Wow thanks for the pic! I'll probly just pick up a packet and see what happens then. With the luck I've had with Riccia, I'm pretty certain this stuff will probably be the same. Hehehe.


----------



## brog32 (Oct 28, 2005)

I picked up three packs of spores on ebay about a year ago. I used two packs in my 44 gal. I saw zero growth for about six or seven months then all the sudden... it grew every where I put spores that got plenty of light, and was wet but well drained. Ill try to get some pics if I can get my camera working.


----------



## earthfrog (May 18, 2008)

crentania said:


> So I've been looking at various mosses to attempt in the tanks and I ran across someone using Kyoto moss. I like the look and I was wondering how difficult the care is compared to other mosses. I've tried Riccia twice and failed (though it might finally be taking off in the completely aquatic environment I threw it in after getting annoyed with it. Typical.)
> 
> I've been avoiding Java because it looks like it gets a bit too tall.
> 
> ...


I spoke to the man at Maiban Bonsai, where you can get free shipping on Kyoto spores, and he said the best way to start it is to grow it in indirect light from a shade tree outside (but I'm starting mine in a window indoors) in a ventilated container. The substrate should be mostly sand, any kind that's not dyed or has chemicals added, with a little peat moss mixed in---so I guess that means 60% sand, 40% peat moss (you can substitute cocofiber instead). It should be kept moist, but not soggy. It takes 6-8 weeks to germinate and grow into a carpet, so patience is required!

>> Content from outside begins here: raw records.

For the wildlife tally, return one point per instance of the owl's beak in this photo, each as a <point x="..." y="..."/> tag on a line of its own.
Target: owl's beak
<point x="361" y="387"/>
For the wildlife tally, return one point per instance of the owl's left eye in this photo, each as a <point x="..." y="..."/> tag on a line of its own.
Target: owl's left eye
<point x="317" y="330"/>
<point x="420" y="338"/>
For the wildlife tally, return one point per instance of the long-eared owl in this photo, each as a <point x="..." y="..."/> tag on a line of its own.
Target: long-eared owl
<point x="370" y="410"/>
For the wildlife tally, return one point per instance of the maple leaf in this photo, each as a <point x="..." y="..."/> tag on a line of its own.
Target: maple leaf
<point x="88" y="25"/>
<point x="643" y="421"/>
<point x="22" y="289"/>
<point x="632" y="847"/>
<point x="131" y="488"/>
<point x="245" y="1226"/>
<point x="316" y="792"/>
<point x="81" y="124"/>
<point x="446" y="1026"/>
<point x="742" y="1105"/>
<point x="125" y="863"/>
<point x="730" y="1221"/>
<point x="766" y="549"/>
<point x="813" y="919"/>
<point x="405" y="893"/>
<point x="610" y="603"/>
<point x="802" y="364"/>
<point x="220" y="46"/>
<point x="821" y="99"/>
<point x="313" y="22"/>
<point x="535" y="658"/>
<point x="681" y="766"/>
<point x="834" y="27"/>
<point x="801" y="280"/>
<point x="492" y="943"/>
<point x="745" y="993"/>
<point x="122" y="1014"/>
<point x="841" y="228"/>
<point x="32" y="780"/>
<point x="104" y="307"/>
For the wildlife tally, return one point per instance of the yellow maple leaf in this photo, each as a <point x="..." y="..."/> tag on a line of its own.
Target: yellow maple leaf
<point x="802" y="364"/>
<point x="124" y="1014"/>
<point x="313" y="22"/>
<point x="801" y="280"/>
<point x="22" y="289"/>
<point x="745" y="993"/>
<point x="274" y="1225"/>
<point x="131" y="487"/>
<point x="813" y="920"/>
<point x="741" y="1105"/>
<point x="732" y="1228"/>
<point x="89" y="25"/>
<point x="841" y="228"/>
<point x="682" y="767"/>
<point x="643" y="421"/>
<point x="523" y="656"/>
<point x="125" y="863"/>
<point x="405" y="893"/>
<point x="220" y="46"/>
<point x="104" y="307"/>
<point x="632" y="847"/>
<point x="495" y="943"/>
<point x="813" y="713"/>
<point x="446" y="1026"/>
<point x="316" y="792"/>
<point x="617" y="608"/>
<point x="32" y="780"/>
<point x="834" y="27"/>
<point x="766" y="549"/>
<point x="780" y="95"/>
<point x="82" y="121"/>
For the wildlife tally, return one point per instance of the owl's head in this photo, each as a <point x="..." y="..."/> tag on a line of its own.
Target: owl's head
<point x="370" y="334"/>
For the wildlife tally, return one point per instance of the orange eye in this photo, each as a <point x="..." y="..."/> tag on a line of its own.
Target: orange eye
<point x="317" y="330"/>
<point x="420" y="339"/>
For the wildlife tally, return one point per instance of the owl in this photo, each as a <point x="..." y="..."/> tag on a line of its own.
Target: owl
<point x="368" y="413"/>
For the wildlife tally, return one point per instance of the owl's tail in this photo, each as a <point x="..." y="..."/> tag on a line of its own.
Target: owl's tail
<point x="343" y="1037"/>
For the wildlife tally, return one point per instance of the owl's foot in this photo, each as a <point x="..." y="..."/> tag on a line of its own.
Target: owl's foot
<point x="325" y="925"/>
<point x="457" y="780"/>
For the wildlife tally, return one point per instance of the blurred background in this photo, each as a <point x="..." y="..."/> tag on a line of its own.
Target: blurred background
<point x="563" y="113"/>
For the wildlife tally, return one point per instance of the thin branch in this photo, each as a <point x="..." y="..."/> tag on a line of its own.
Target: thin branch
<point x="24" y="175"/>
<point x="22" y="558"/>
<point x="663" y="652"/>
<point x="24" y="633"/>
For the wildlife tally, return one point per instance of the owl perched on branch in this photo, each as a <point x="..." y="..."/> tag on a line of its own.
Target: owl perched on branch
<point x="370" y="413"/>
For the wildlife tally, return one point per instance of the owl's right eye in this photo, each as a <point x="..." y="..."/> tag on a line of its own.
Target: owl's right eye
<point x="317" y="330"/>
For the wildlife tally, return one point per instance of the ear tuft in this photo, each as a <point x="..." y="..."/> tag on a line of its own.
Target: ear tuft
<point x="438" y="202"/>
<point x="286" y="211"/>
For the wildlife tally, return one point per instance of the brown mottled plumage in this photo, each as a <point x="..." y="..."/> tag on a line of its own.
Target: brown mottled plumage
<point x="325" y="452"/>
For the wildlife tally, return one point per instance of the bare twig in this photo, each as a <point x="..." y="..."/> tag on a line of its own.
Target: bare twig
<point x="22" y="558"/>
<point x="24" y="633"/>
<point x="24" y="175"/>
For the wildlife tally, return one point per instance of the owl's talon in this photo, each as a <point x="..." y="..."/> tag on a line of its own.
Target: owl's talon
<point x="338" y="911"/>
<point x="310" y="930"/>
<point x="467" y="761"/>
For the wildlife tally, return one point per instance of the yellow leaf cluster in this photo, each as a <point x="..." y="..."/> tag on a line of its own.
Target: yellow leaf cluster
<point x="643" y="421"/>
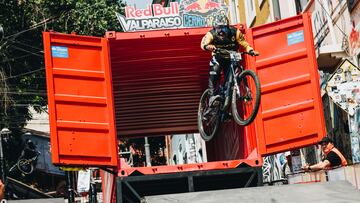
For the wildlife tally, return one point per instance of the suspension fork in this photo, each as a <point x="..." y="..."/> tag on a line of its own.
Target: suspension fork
<point x="229" y="89"/>
<point x="235" y="80"/>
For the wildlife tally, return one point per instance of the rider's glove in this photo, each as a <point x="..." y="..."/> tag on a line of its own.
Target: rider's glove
<point x="252" y="53"/>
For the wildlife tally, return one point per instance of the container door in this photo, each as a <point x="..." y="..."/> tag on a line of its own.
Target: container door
<point x="82" y="124"/>
<point x="291" y="113"/>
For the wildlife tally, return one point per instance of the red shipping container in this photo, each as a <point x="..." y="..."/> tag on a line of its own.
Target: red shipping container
<point x="149" y="83"/>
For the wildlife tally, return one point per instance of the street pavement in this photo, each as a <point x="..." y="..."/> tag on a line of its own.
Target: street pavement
<point x="326" y="192"/>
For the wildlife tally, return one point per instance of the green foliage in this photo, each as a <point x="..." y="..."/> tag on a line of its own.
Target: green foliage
<point x="22" y="69"/>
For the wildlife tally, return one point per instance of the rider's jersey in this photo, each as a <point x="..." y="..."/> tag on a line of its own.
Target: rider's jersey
<point x="231" y="42"/>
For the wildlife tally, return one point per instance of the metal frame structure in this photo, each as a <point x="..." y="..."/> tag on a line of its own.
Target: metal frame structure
<point x="134" y="188"/>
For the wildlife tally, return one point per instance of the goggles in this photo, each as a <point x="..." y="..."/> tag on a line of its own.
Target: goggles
<point x="222" y="28"/>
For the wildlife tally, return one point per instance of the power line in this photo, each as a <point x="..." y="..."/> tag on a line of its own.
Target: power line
<point x="26" y="93"/>
<point x="12" y="59"/>
<point x="322" y="6"/>
<point x="29" y="52"/>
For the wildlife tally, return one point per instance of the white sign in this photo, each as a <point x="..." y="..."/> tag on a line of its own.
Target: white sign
<point x="343" y="87"/>
<point x="83" y="184"/>
<point x="189" y="13"/>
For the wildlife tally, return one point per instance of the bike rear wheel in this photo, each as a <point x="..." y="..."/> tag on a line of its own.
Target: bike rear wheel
<point x="208" y="125"/>
<point x="245" y="102"/>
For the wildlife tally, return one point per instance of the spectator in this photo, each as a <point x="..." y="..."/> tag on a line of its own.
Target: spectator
<point x="332" y="157"/>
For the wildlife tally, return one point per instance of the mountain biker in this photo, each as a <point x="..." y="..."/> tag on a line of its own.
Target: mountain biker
<point x="227" y="37"/>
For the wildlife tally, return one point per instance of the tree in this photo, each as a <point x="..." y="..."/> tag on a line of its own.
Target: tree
<point x="22" y="69"/>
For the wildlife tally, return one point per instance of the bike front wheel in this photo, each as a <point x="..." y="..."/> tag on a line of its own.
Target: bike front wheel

Maximize Results when Growing Bonsai Trees with Superthrive Vegetable Food from Maiban Bonsai


----------



## earthfrog (May 18, 2008)

More growing tips:
by
devin mac 
Member Join Date: Oct 2004
Location: Boston, MA
Posts: 275 


Re: kyoto moss spores... 

--------------------------------------------------------------------------------

This stuff is very commonly used in the bonsai hobby and i've been working with it for probably 9 or 10 years. 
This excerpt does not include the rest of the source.